Fox News commentator Bill O’Reilly recently brayed that if the government raised his taxes, he might seriously consider giving up his show. Though a few days later, Jon Stewart quickly got him to abandon that assertion. I hate Jon Stewart. He says everything I want to say, but before me, and better. “You’re hurting America”? – the three-word accusation Stewart lodged against the hatred and divisiveness promoted by the cable news outlets? – case closed! Though it doesn’t stop me from elaborating. To, deservedly, little effect.

Here’s the truth about that matter, or, as the above title hyperbolically proclaims – “What It’s Really, Deep Down, All About.” There is no chance in hell that, if they raised his taxes, Bill O’Reilly would ever walk away his cable news show. Why?

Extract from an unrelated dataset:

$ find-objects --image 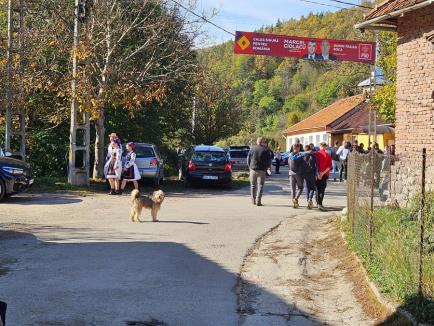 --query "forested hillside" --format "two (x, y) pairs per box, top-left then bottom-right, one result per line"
(0, 0), (396, 176)
(199, 3), (393, 145)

Because he doesn’t do it for the money.

Sure, money – in gargantuan amounts – is a highly agreeable bi-product of the enterprise. But money is not O’Reilly’s primary motive for doing the show.

What is it really deep down all about?

Simply put,

It’s about being on television.

Trust me on this. O’Reilly would do his show for nothing, or, at least, considerably less, so don’t worry about bumping up his taxes.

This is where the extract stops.